Laju inflasi tersebut menunjukkan bahwa kenaikan harga barang dan jasa tak lagi bersifat musiman, tetapi telah menjadi tren stabil di sebagian besar wilayah Jatim. Kenaikan harga dipicu oleh melonjaknya indeks di sejumlah kelompok pengeluaran dasar yang langsung bersentuhan dengan kebutuhan masyarakat.
Kelompok makanan, minuman, dan tembakau mencatat lonjakan tertinggi 4,36 persen, diikuti perawatan pribadi dan jasa lainnya yang menembus 11,09 persen. Angka itu menjadi sinyal kuat bahwa harga kebutuhan pokok dan layanan dasar mengalami tekanan besar.
Tak hanya itu, kelompok perumahan, air, listrik, dan bahan bakar rumah tangga turut naik 1,33 persen, menandakan bahwa sektor energi rumah tangga kini menjadi salah satu pendorong utama inflasi. Disusul kelompok pendidikan 1,71 persen dan penyediaan makanan-minuman 1,76 persen yang ikut menggerus daya beli keluarga.
Sementara satu-satunya kelompok pengeluaran yang mengalami penurunan indeks hanyalah informasi, komunikasi, dan jasa keuangan, turun 0,54 persen — penurunan yang ironisnya justru terjadi pada sektor digital yang selama ini dianggap penopang efisiensi ekonomi.

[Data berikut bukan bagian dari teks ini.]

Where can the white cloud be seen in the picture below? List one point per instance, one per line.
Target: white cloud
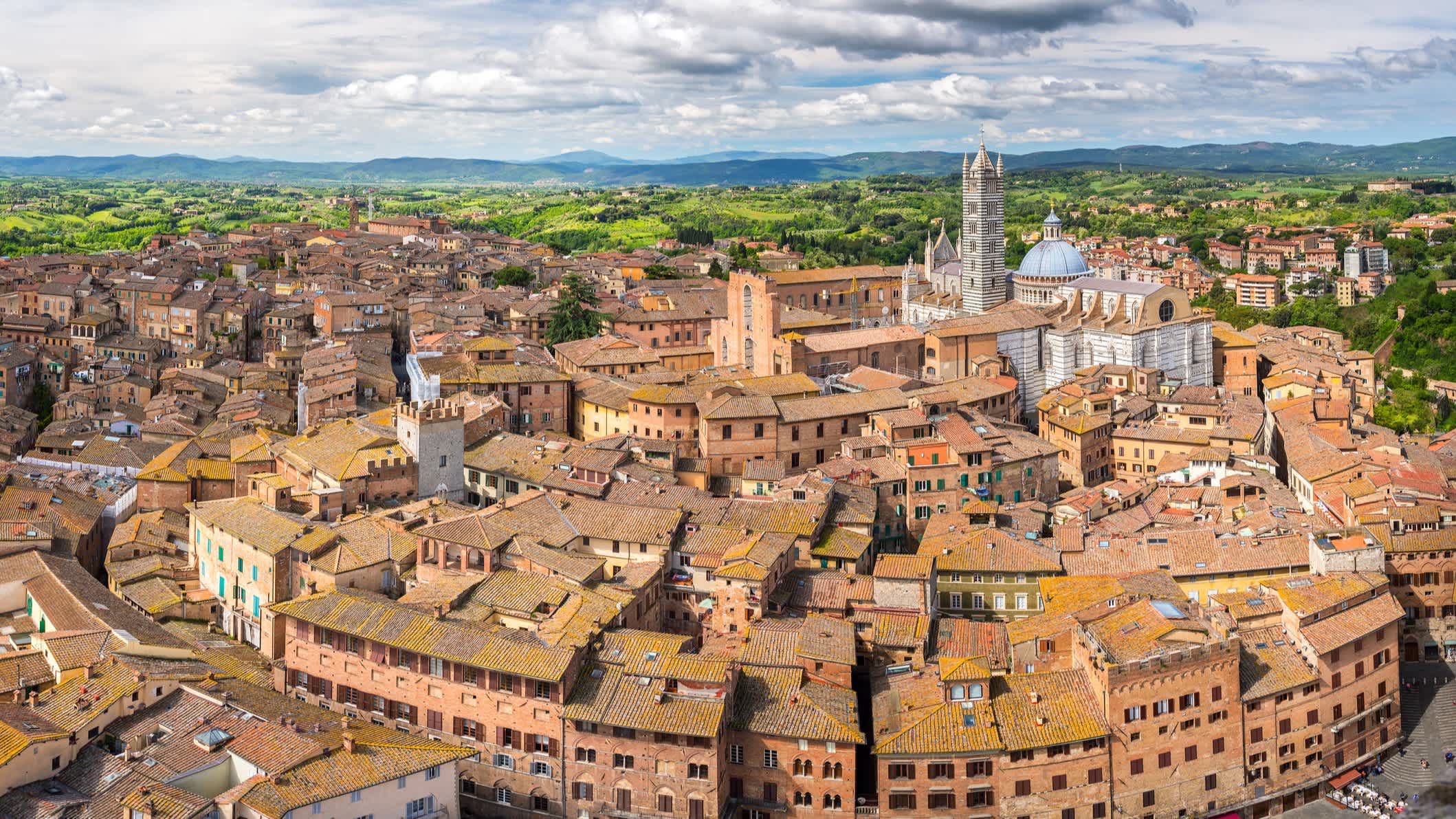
(1046, 136)
(513, 79)
(22, 95)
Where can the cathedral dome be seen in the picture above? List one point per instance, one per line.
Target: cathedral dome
(1053, 257)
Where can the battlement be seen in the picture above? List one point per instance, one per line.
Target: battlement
(389, 462)
(1173, 659)
(431, 411)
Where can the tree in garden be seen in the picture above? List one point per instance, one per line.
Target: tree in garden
(574, 315)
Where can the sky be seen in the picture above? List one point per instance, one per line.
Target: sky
(657, 79)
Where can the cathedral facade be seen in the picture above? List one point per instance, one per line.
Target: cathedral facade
(1052, 315)
(969, 279)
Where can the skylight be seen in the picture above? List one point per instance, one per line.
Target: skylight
(1168, 609)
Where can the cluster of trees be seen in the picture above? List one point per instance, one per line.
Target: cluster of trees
(689, 235)
(575, 314)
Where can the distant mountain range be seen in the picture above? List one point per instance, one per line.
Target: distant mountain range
(747, 168)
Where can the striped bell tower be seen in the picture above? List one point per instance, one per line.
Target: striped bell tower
(983, 234)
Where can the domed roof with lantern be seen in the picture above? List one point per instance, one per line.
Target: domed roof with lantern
(1053, 257)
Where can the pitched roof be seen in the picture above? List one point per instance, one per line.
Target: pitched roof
(475, 644)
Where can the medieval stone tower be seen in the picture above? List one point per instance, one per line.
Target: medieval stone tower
(433, 432)
(983, 234)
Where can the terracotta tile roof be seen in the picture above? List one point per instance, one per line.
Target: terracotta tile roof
(22, 669)
(914, 717)
(341, 449)
(364, 541)
(261, 527)
(841, 404)
(161, 800)
(1140, 630)
(898, 630)
(470, 643)
(380, 755)
(780, 701)
(153, 595)
(1352, 624)
(1310, 593)
(969, 640)
(845, 544)
(1037, 710)
(1268, 664)
(905, 567)
(605, 694)
(986, 550)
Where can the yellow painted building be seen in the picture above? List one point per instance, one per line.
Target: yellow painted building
(600, 410)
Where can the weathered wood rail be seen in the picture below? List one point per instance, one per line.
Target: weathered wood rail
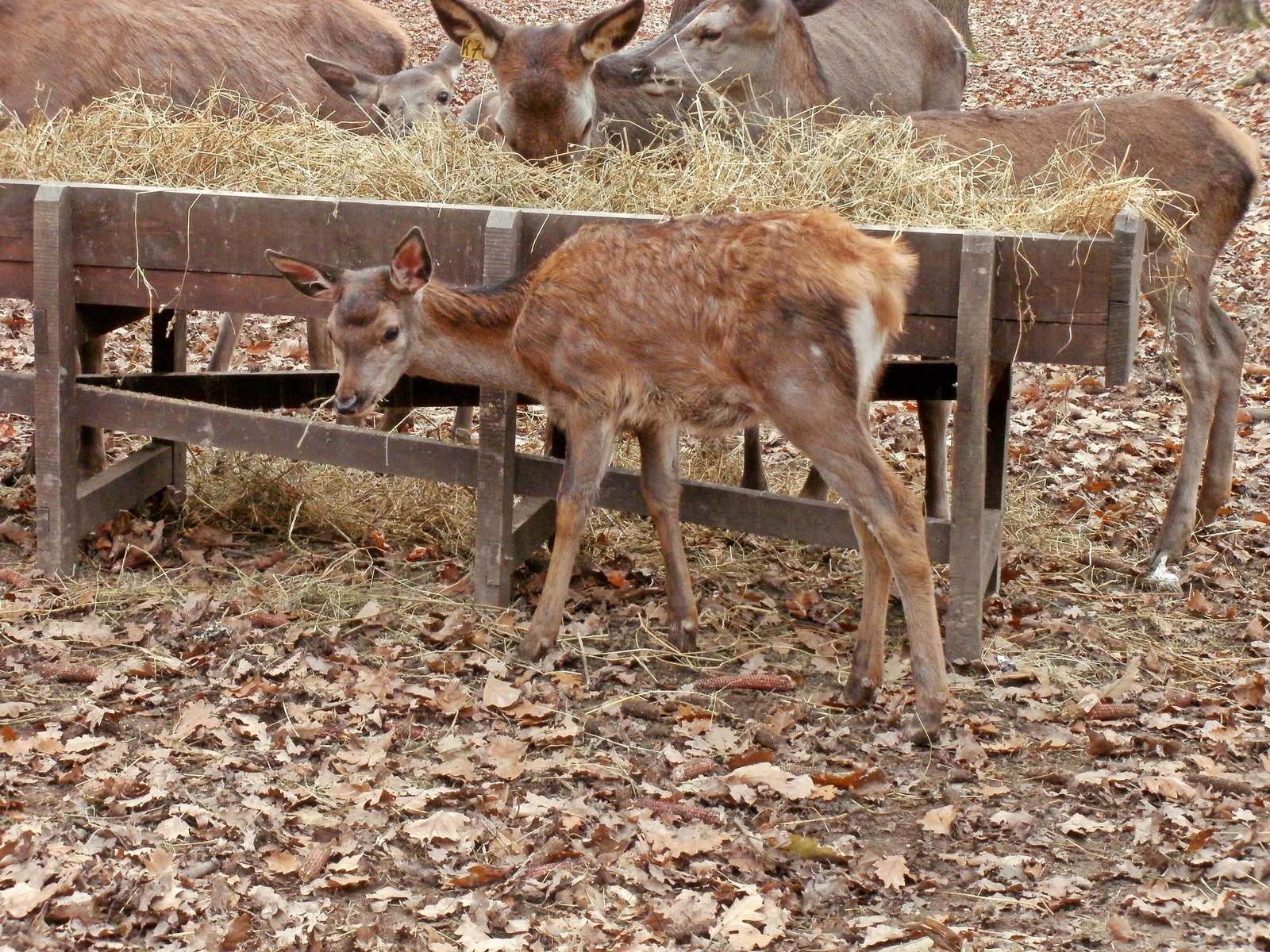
(94, 258)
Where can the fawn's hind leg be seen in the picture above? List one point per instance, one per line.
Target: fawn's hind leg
(660, 465)
(848, 459)
(872, 638)
(591, 444)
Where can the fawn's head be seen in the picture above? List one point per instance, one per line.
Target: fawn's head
(397, 103)
(546, 105)
(370, 321)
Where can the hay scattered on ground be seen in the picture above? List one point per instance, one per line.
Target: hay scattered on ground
(872, 169)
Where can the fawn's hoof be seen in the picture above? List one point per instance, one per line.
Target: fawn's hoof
(859, 692)
(1164, 578)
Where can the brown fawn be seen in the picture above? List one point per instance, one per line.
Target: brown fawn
(700, 323)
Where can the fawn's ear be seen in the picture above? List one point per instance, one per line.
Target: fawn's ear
(478, 35)
(319, 281)
(609, 31)
(412, 266)
(355, 86)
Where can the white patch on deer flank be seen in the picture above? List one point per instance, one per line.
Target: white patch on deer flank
(869, 342)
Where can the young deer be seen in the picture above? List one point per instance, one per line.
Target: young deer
(698, 323)
(1187, 146)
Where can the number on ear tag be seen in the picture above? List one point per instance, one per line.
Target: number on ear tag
(471, 48)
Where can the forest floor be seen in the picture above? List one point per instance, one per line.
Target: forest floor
(273, 719)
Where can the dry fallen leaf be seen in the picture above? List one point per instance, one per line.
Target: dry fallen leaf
(940, 820)
(892, 871)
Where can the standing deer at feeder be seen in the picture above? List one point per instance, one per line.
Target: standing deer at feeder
(1187, 148)
(698, 323)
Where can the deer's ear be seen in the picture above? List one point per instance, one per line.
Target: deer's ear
(478, 35)
(318, 281)
(355, 86)
(412, 266)
(610, 31)
(806, 8)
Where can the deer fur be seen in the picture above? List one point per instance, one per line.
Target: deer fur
(554, 97)
(891, 56)
(1187, 148)
(64, 54)
(695, 323)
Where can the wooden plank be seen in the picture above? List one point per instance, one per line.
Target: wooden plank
(287, 437)
(17, 232)
(1049, 278)
(125, 484)
(705, 505)
(56, 357)
(17, 279)
(17, 393)
(533, 524)
(277, 390)
(190, 230)
(1128, 240)
(964, 617)
(495, 467)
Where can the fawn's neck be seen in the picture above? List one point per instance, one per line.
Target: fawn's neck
(467, 336)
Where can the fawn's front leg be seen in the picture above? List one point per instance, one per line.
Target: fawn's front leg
(591, 444)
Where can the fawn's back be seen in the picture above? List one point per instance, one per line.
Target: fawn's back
(695, 319)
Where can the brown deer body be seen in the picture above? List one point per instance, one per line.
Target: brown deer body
(1187, 146)
(565, 86)
(64, 54)
(706, 324)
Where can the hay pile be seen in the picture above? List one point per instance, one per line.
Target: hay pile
(870, 169)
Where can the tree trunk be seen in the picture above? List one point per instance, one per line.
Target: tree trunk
(679, 10)
(1229, 14)
(958, 13)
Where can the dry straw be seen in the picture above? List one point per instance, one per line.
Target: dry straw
(872, 169)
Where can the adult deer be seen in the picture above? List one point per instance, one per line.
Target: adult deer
(562, 86)
(698, 323)
(65, 54)
(1191, 150)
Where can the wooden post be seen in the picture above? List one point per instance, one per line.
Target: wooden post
(963, 622)
(168, 353)
(495, 461)
(56, 362)
(1128, 239)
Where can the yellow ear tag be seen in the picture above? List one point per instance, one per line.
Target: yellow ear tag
(471, 48)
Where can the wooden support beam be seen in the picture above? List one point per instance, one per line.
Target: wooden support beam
(17, 393)
(57, 336)
(963, 622)
(125, 484)
(1128, 239)
(495, 467)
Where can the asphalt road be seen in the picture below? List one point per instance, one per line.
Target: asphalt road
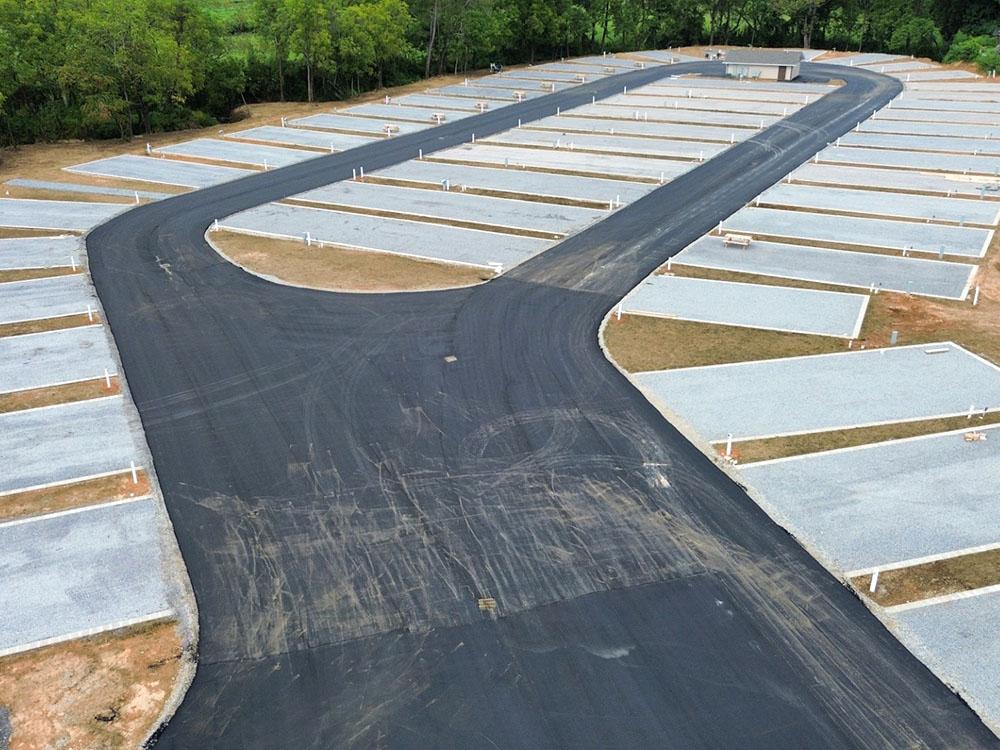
(343, 495)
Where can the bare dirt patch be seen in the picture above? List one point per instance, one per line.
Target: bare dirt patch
(339, 269)
(74, 495)
(749, 451)
(24, 327)
(46, 194)
(102, 692)
(25, 274)
(59, 394)
(938, 578)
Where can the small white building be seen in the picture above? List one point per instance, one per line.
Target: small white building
(763, 64)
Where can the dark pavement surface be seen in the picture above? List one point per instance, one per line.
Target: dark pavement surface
(342, 496)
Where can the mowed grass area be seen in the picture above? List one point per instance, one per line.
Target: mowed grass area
(340, 269)
(748, 451)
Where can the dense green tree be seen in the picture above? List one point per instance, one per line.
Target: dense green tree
(102, 68)
(917, 36)
(308, 23)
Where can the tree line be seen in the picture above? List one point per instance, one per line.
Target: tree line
(109, 68)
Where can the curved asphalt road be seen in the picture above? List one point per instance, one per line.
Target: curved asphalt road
(342, 496)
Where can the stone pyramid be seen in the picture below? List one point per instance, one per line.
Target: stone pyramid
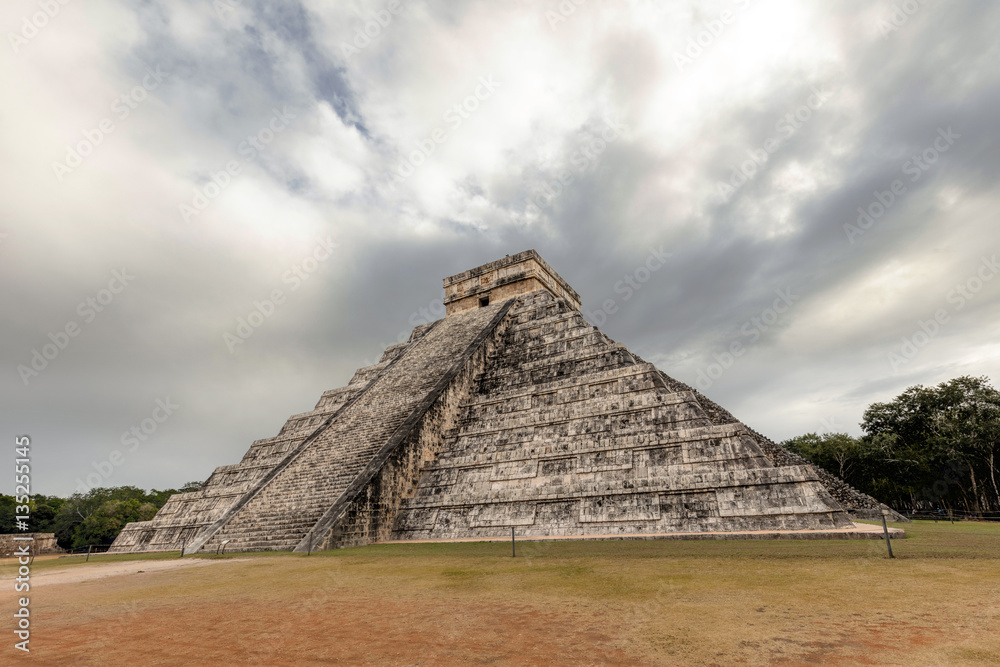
(511, 411)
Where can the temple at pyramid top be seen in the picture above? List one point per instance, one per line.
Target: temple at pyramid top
(502, 279)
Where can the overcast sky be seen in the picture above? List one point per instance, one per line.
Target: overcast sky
(167, 166)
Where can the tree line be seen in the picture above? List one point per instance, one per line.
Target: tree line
(930, 449)
(95, 517)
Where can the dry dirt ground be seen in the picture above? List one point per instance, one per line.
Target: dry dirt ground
(584, 603)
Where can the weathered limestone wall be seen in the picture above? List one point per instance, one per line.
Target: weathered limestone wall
(43, 543)
(568, 434)
(511, 276)
(372, 513)
(185, 516)
(324, 473)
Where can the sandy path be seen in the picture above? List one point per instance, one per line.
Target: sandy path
(90, 571)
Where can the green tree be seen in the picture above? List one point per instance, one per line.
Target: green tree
(930, 437)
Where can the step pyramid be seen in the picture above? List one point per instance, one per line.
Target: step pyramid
(510, 412)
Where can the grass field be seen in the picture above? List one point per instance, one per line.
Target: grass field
(574, 603)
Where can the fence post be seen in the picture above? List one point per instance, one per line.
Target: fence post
(885, 529)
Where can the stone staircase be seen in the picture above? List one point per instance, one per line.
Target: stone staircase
(280, 514)
(569, 433)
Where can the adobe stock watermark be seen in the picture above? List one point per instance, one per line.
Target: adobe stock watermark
(131, 440)
(786, 126)
(35, 23)
(898, 16)
(752, 329)
(121, 108)
(630, 284)
(455, 116)
(372, 26)
(583, 159)
(915, 168)
(250, 148)
(710, 31)
(928, 329)
(264, 309)
(88, 309)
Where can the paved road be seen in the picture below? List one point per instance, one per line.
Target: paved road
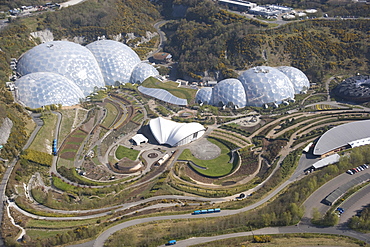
(4, 182)
(314, 201)
(275, 230)
(355, 203)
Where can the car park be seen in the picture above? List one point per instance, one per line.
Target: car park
(350, 172)
(340, 210)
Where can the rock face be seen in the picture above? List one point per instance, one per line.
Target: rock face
(5, 129)
(44, 36)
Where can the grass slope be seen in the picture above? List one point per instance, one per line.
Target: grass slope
(126, 152)
(172, 87)
(217, 167)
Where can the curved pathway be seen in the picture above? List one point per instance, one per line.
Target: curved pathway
(4, 181)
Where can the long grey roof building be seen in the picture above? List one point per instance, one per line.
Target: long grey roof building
(352, 134)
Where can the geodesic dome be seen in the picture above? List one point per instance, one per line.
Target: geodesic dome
(265, 84)
(297, 77)
(116, 60)
(68, 59)
(229, 92)
(204, 95)
(141, 72)
(45, 88)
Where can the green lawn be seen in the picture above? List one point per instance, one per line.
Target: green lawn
(111, 115)
(57, 224)
(126, 152)
(68, 116)
(41, 234)
(172, 87)
(43, 140)
(66, 163)
(217, 167)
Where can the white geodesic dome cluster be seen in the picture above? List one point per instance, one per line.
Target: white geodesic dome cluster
(204, 95)
(256, 86)
(46, 88)
(103, 62)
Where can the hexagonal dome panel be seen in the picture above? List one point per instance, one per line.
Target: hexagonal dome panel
(265, 84)
(297, 77)
(65, 58)
(45, 88)
(204, 95)
(116, 60)
(229, 92)
(143, 71)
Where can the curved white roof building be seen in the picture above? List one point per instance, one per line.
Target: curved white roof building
(351, 134)
(175, 134)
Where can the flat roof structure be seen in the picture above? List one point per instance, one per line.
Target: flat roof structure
(334, 158)
(342, 135)
(163, 95)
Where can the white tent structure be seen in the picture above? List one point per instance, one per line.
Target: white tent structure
(175, 134)
(139, 138)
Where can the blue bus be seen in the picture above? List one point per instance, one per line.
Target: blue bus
(171, 242)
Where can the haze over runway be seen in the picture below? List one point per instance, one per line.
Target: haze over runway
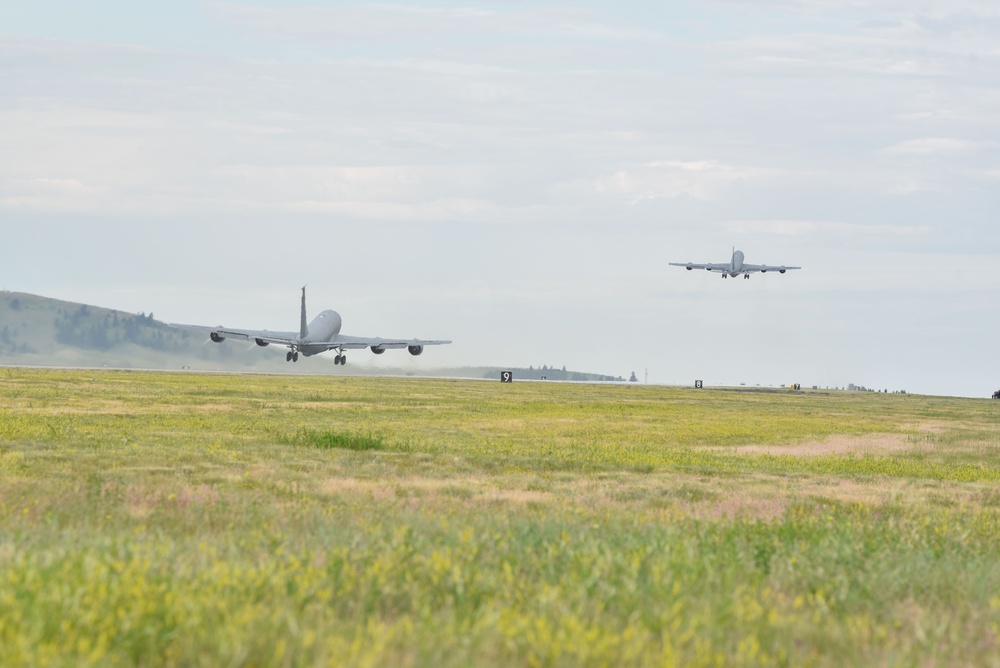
(515, 177)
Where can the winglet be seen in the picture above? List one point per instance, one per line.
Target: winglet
(303, 327)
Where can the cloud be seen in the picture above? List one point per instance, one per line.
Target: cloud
(700, 179)
(827, 229)
(367, 23)
(931, 146)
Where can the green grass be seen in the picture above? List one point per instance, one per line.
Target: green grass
(172, 519)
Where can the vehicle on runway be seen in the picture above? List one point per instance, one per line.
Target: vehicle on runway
(735, 267)
(318, 336)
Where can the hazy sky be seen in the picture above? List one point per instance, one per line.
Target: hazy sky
(515, 176)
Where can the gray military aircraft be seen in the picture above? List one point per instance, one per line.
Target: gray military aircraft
(735, 267)
(318, 336)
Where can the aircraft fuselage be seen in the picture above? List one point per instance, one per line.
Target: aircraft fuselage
(322, 332)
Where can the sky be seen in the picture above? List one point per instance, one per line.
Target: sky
(516, 176)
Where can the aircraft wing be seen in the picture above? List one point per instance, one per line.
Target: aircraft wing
(750, 268)
(695, 265)
(359, 342)
(280, 338)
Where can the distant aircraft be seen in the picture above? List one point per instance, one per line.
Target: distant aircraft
(319, 336)
(735, 267)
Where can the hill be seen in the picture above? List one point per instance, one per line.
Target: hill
(39, 331)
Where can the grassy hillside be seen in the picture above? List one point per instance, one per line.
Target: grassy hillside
(39, 331)
(206, 519)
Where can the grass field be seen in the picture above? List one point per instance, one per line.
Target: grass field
(185, 519)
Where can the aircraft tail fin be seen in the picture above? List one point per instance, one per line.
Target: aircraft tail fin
(303, 326)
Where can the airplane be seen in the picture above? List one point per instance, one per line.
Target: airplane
(735, 267)
(318, 336)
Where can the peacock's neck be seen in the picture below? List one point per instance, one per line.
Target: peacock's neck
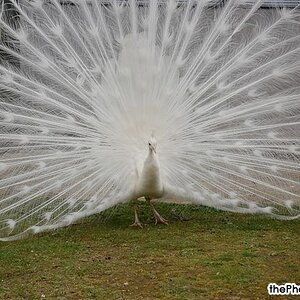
(149, 183)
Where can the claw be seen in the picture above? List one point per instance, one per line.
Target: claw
(137, 224)
(158, 218)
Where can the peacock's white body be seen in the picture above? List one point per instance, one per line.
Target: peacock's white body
(85, 84)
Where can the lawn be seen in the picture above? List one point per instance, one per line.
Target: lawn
(208, 255)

Secara month-to-month (m-to-m) inflasi Jawa Timur tercatat 0,23 persen, dan secara year-to-date (y-to-d) mencapai 1,67 persen. “Data ini menjadi gambaran penting untuk melihat dinamika harga di Jawa Timur, sekaligus menjadi dasar evaluasi dalam menjaga kestabilan ekonomi daerah,” pungkas Debora.